CÁSSIO STARLING CARLOS
CRÍTICO DA FOLHA
Séculos antes de o cinema inventar o "road movie", as peregrinações religiosas já funcionavam como situações adequadas para exercícios de autoconhecimento. O diretor de origem
marroquina Ismaël Ferroukhi
junta as duas situações numa só
em seu longa de estréia, "A Grande Viagem", e alcança um filme
honesto e esclarecedor.
O trabalho mostra a difícil relação de Reda, um jovem de 17
anos, com seu pai, um senhor de
origem árabe que migrou para a
França. Em comum, fora os laços
sangüíneos, pouco os une. Reda
não se interessa pelos ritos religiosos, namora uma garota não-muçulmana e só fala francês e inglês.

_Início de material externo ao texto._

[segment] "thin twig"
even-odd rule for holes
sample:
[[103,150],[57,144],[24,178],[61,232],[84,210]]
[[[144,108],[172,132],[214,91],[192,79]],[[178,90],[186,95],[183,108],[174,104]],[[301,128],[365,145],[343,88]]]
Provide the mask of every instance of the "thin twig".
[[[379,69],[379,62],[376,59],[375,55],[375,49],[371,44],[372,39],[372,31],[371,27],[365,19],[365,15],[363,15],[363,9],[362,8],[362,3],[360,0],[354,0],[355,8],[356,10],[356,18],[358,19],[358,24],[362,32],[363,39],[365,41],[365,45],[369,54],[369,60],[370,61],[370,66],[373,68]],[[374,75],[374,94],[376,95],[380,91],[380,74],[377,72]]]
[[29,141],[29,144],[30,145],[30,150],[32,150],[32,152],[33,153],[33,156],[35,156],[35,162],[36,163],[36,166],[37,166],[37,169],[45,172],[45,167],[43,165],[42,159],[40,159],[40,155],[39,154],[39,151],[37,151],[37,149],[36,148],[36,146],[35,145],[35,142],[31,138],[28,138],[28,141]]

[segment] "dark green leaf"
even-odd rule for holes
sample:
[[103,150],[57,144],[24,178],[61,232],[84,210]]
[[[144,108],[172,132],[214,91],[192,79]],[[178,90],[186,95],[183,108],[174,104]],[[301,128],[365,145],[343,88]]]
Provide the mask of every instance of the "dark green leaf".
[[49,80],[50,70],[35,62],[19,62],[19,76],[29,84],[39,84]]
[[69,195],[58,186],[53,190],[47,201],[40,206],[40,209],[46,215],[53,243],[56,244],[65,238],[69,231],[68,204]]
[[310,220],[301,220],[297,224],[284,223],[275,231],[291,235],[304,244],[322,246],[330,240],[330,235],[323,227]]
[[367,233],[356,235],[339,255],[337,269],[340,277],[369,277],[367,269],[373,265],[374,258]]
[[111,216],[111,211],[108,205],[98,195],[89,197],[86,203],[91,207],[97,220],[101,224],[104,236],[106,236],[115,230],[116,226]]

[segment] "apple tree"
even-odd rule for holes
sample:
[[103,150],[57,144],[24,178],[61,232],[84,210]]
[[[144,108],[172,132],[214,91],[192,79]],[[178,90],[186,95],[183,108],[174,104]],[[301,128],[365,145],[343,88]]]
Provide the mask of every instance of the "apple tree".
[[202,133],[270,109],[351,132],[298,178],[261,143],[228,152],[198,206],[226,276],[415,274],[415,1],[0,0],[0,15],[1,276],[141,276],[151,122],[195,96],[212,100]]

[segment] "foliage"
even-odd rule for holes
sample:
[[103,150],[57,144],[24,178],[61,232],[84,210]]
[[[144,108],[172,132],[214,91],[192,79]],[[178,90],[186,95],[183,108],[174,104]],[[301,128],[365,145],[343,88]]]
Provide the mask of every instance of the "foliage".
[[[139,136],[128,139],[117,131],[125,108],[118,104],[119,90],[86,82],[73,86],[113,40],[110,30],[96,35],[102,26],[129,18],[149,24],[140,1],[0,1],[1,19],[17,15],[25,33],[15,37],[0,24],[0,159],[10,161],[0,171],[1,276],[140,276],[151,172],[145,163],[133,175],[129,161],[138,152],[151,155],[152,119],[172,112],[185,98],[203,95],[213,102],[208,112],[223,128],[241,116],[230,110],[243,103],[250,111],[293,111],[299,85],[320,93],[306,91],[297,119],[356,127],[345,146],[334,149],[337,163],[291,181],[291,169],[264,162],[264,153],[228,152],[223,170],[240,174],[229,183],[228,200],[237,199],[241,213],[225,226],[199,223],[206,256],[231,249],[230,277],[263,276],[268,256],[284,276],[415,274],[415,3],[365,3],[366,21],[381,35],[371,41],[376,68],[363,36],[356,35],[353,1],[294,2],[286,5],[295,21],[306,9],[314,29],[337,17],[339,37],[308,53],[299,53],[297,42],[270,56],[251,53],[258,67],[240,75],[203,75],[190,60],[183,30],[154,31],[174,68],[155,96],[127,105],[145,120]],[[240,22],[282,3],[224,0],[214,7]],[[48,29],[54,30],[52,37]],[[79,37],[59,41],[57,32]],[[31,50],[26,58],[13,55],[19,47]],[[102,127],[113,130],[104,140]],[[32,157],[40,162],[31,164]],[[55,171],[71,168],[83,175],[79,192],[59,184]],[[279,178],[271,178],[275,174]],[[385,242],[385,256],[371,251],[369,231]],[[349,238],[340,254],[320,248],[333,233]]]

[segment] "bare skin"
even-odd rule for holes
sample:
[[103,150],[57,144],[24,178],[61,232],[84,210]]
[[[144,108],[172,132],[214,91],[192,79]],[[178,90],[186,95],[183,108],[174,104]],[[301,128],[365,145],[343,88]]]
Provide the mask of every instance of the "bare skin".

Seu pai é fiel às tradições, só se expressa em dialeto norte-africano e
pouco se comunica com o filho.
Uma peregrinação a Meca vai
juntá-los num mesmo veículo,
num trajeto de mais de 5.000 km,
da França à Arábia Saudita.
Em direta referência ao "Viagem à Itália", de Roberto Rossellini, Ferroukhi constrói seu relato
de forma mais direta e sem sentimentalismos possível. A viagem,
tal como pai e filho a experimentam, é um trajeto marcado por
conflitos, rupturas e aproximações, mas é antes de tudo um processo de revelação.
Ovelha desgarrada da tradição
familiar, Reda vai funcionar para
o espectador como o guia do
olhar. Para isso, Ferroukhi despe
a atenção para qualquer tipo de
interesse turístico. Na maioria das
vezes, pai e filho percorrem espaços quaisquer, destituídos de significados simbólicos: estradas,
postos de controle, hotéis e desertos. Já em lugares sobredeterminados, como a mesquita azul na
Turquia e o encontro com os peregrinos em Meca, o diretor se esforça para alcançar um olhar "de
dentro", capaz de fazer compreender seu significado místico,
mas descarregando-o das falsificações dos orientalismos.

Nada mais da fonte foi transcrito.